Saint Paul, 1 Corinthians 13, 12 (dans la traduction donnée par la King James Bible).
Bien sûr, je ne sais s'il faut se lamenter que la traduction française de ce roman, sobre et spectral, sans doute l'un des plus personnels de Dick (qui écrivait d'ailleurs, significativement : «Pour ma part, je ne suis pas un personnage du roman; je suis le roman»), ne conserve absolument rien de la visée de ce livre, évidemment religieuse : la thématique principale est celle du regard. Non pas : il serait beaucoup plus juste de parler de vision, qu'elle soit fausse, réduite au morne défilement des images quotidiennes ou apparemment vraie, lorsque la terrible drogue, la Substance M (en anglais, la Substance D, dont les initiales sont contenues dans le titre original...), fera croire à Bob Arctor qu'il lui est loisible de contempler la vérité sans le moindre fard, sans la moindre déformation. Une telle révélation est sans cesse différée, puis finalement refusée : chez Dick, comme je l'ai écrit à propos du Maître du Haut Château, ici, éventer une illusion n'est jamais le gage d'une progression vers la lumière, puisqu'il ne s'agira que d'un nouveau masque recouvrant les apparences, forcément trompeuses. L'ascension vers la lumière est donc, d'emblée, pipée. Ainsi, à l'espérance affichée, durant un instant, par l'un des personnages du roman qui affirme : «Les reflets nous quitteront.
Et ça ne prendra pas longtemps.
Tous, nous serons transformés [...]», Dick bien vite précisera pour quelle raison il n'est point donné à l'homme de déchirer le voile pour contempler la brûlante vérité, face contre face, de vis(age) à vis(age) : «Comment la justice peut-elle jamais devenir victime du droit ? Comment ça peut arriver ? C'est qu'une malédiction pèse sur ce monde, et j'en ai la preuve sous les yeux. Quelque part, au niveau le plus profond, le mécanisme, le tissu des choses a craqué, et des lambeaux épars est né ce besoin qui nous pousse aux injustices les plus troubles au nom du choix le plus sage.»

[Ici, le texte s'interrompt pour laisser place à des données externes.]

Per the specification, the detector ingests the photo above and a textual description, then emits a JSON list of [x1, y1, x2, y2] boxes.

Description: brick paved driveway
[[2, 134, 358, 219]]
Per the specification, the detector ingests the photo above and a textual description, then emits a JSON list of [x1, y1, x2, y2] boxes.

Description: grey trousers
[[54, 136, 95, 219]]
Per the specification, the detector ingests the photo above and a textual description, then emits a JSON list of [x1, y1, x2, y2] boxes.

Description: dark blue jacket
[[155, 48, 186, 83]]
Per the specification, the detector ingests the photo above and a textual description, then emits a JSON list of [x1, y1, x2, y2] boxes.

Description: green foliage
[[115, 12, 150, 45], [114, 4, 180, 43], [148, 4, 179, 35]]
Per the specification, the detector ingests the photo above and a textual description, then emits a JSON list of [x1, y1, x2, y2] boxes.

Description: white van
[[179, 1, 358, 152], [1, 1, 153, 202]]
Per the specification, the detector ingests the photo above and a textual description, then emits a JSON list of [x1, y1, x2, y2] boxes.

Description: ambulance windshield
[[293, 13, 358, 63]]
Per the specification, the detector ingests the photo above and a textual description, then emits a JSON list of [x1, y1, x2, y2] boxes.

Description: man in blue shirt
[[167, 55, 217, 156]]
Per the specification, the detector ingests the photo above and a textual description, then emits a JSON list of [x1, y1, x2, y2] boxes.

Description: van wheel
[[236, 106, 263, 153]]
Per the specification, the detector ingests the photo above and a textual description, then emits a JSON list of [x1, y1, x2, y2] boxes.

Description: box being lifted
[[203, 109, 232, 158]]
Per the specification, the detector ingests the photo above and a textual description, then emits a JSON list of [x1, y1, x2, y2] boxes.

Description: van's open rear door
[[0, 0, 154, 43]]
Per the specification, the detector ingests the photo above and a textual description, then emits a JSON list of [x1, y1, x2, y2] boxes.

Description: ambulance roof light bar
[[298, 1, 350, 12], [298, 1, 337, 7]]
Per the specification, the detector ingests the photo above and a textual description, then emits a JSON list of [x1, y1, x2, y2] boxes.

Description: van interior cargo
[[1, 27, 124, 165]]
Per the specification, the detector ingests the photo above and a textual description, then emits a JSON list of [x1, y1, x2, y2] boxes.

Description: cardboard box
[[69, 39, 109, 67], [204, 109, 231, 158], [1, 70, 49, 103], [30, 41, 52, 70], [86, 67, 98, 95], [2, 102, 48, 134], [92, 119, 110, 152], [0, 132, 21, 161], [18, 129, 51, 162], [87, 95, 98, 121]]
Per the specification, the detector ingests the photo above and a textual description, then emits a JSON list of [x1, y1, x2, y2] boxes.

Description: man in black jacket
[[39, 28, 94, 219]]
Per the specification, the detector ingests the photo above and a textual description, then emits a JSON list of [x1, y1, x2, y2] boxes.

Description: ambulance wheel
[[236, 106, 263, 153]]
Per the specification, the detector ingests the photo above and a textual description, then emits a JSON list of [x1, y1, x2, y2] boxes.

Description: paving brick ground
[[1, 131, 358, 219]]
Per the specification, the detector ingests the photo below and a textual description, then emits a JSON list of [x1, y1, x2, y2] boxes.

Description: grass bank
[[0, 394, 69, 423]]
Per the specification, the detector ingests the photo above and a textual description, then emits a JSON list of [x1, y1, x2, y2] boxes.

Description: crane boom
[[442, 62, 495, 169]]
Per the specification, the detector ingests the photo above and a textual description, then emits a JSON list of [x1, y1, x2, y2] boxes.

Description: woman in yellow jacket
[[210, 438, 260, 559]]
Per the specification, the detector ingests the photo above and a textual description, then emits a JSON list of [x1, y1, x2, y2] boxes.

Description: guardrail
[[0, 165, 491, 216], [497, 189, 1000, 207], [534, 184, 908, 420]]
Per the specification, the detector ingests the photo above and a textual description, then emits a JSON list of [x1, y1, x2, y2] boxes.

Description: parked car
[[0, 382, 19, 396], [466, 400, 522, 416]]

Attendons encore quelques jours pour savoir si le film de Richard Linklater tiré de A Scanner Darkly a su respecter la vision déformée, comme au travers d'un miroir, donnée par Philip K. Dick, esprit profondément religieux égaré dans un monde qui ne sait plus le lire et ne retient le plus souvent que son profond et ironique désenchantement.